Bluefield Daily Telegraph
Bluefield Daily Telegraph
— The Little Buddy Radio studio was filled with love Friday afternoon as the Denver Foundation opened its hearts to help a 24-year-old autistic man communicate with his mother.
“This is real good for Matt,” Donna Weis said after Dreama Denver presented her son, Matt Weis with a new iPad that is equipped with an app that will enable him to communicate.
“Sometimes, it’s a little tough,” Donna Weis said. She paused and looked away for a few moments before continuing. “If he wants something, he’ll write one word, but he doesn’t spell it right. I can usually figure it out, though.”
“It’s hard to never hear your child say mommy,” Dreama Denver said as she met with Matt and Donna Weis at Denver’s home near Princeton. “The Denver Foundation is extremely proud to present your very own iPad to you.

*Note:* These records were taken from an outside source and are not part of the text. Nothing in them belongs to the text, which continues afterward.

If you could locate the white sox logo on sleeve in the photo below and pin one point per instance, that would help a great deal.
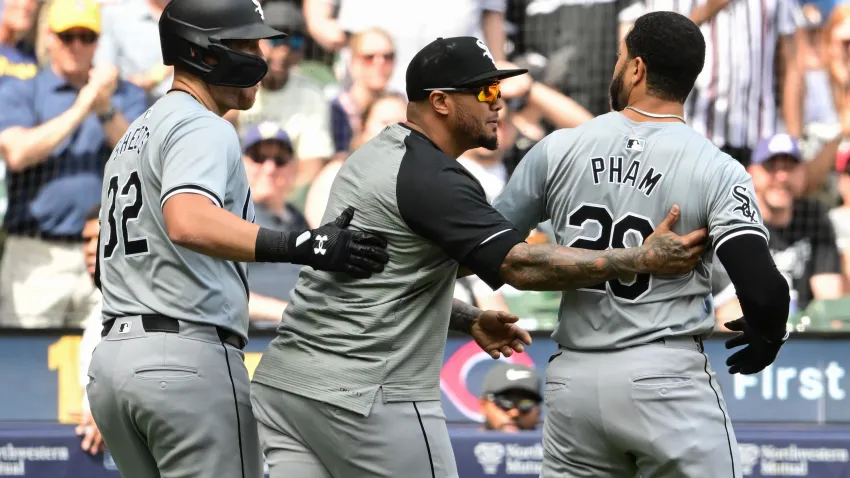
(742, 195)
(320, 245)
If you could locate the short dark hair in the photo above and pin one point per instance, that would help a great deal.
(93, 213)
(673, 49)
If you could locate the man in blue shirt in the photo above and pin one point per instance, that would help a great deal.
(17, 59)
(56, 132)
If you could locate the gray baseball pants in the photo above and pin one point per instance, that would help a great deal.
(653, 411)
(306, 438)
(174, 405)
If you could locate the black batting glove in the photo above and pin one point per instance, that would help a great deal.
(333, 248)
(758, 353)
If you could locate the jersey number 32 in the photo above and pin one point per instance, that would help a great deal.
(130, 212)
(612, 235)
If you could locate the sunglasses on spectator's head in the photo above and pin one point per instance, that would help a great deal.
(370, 57)
(485, 94)
(294, 41)
(86, 38)
(507, 403)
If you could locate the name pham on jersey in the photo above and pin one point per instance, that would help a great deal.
(613, 171)
(132, 141)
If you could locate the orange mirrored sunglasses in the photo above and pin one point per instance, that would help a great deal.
(485, 94)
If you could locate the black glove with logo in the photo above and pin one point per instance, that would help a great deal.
(330, 247)
(333, 248)
(758, 353)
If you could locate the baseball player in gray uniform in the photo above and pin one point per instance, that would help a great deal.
(630, 391)
(350, 387)
(168, 386)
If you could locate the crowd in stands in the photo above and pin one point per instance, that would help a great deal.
(74, 74)
(774, 94)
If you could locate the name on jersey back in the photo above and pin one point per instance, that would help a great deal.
(617, 170)
(132, 141)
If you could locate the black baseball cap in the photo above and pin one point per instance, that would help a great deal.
(509, 376)
(456, 62)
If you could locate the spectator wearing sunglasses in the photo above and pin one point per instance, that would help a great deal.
(130, 42)
(57, 130)
(372, 63)
(17, 58)
(271, 167)
(510, 399)
(287, 98)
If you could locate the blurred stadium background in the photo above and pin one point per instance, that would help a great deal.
(335, 83)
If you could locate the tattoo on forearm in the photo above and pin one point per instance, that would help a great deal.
(551, 267)
(463, 316)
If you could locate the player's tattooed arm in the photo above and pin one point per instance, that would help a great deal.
(463, 316)
(551, 267)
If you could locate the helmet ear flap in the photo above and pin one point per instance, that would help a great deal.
(188, 56)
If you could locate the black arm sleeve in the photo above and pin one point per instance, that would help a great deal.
(761, 289)
(441, 201)
(97, 266)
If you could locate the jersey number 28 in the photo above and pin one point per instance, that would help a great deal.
(129, 212)
(612, 234)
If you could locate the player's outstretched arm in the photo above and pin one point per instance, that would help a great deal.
(764, 298)
(495, 332)
(551, 267)
(195, 223)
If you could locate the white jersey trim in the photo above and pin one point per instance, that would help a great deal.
(193, 190)
(730, 235)
(485, 241)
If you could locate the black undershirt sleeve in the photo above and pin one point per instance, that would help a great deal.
(762, 291)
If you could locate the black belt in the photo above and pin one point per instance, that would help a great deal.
(697, 340)
(161, 323)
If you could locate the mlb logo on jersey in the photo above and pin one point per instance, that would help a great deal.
(634, 144)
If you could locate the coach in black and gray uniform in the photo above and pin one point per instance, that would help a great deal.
(350, 387)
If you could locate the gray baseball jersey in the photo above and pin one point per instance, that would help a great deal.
(177, 146)
(341, 339)
(607, 184)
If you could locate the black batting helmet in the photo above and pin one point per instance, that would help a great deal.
(189, 30)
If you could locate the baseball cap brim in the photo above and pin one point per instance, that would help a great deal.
(256, 31)
(491, 76)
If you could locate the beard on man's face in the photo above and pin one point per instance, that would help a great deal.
(466, 124)
(615, 92)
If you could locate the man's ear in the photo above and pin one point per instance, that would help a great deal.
(639, 70)
(440, 102)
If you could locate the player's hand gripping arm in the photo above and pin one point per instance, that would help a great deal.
(552, 267)
(524, 202)
(495, 332)
(195, 223)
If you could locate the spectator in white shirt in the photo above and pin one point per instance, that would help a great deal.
(287, 98)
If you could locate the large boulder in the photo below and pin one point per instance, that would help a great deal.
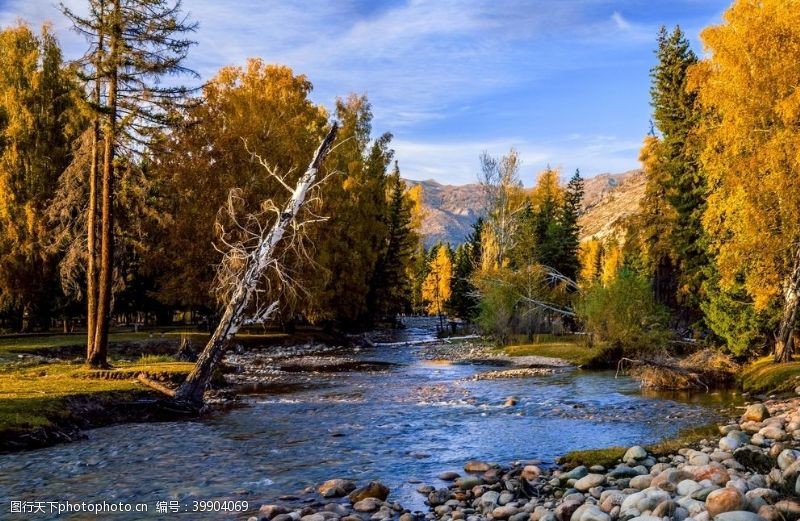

“So, are you excited?” Denver asked as she helped Matt remove the iPad from its packaging. After the two removed the iPad from its packaging, Matt Weis clutched it close to his chest and smiled.
“He and my Colin have the same nurse, Monique,” Denver said. “I think both of them like Monique a lot. She’s a great nurse.”
Denver and Charlie Thomas, her co-host on Little Buddy Radio’s morning show, “Sunny Side Up with Charlie and Dreama,” took Matt on a tour of the WGAG 93.1 broadcast studio. Weis watched Thomas at the broadcast console for a few minutes, but soon walked to another corner of the room, picked up one of Thomas’ guitars and started strumming.
Denver steadied the guitar briefly, but in a few moments, Thomas took the neck of the guitar and switched chords from G to C and D, then back to G again. Weis smiled as he played.
“This is the first time that he has played a guitar,” Carol Quesenberry said. Quesenberry is a social worker with Res-Care who assists Weis.
“He sure has the fingers for it,” Thomas said as Weis continued strumming the guitar.
Dreama and her late husband, Bob Denver established the Denver Foundation to help children and young adults with autism as well as their families deal with the challenges they face. Colin Denver, also autistic, is a little older than Weis and is also non-verbal.
“This is so rewarding to be able to help a mother and son communicate,” Denver said.
Denver showed Weis the photographs she had on her iPad. In a matter of minutes, Weis got the hang of moving the photographs and enlarging them. Matt Weis smiled and nodded his head several times during the iPad presentation, the guitar lesson and the visit. Donna Weis smiled as well.